You can choose a method that suits your project needs, which complies with the organization’s security standards.
Either you are looking for a solution to take snapshots or trying to migrate to snapshot lifecycle manager.
Either way, leave a comment below!
16 comments
Restore EBS Volume from a EBS Snapshot
Is it possible to automate for multiple instances using Jenkins.
Please provide an idea
H Shan,
Yes. From Jenkins, you can use AWS CLI to do the work. You can select the volumes using tag filters and take the snapshots on demand. Ensure the snapshot have the timestamp in the snapshot names for better identification.
how to add unique name to the snapshot if you have many instances?
Hi Sameer, Which method are you using to take the snapshots?

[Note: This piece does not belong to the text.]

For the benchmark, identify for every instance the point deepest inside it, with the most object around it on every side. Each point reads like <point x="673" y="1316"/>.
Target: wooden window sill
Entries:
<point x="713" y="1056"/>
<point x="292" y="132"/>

Great script, works awesome. But i’m trying to add logic so the snapshot will have the EC2 instance name, and not the “backup” value, would you know how to add that?
Thank you
hi Johh,
You can replace the Nage tag value to the instance name.
What if you have 5 or so EC2 instances, with dozens of attached volumes. I’d have to create 5 unique Lambda functions that are unique to each EC2 instance. Is there logic that would allow for a single Lambda function, and have it enumerate all the EC2 instances and put the actual instance names values that are linked to the specific volumes?
Thank you
Yes…when we list down the instances, you can get the instance name and in the tag loop, you can use that variable to assign the Nametag. It needs code customization. If I find some time, I can try doing it. Meanwhile, if you find a solution, please let us know, we will update it in the article.
Great Blog. thx
You are welcome. 👍
Hi,
im trying to add a variable for instance names, so every snapshot could have an unique name. Any idea how i can do it, im not a python expert and im having big troubles doing it.
Thanks
Hi, Nice sharing, I implemented this and find it good. However I would like to bring to your attention that there is small bug in this code. Line number 30 should read as below-
if t[‘Key’] == ‘Retention’][0]
hi cloudmaster,
Thanks for the update. It was a syntax highlighter issue. We have corrected it!
that’s fantastic blog, that’s what i was looking for. great job.
Do I have to configure CloudWatch or is there just a basic default that works? Also, I just put the tag Key as “backup” and nothing in the value field?
Thanks for the information.
how to take snapshot of a perticuler instance?? by using there instance_id not tag???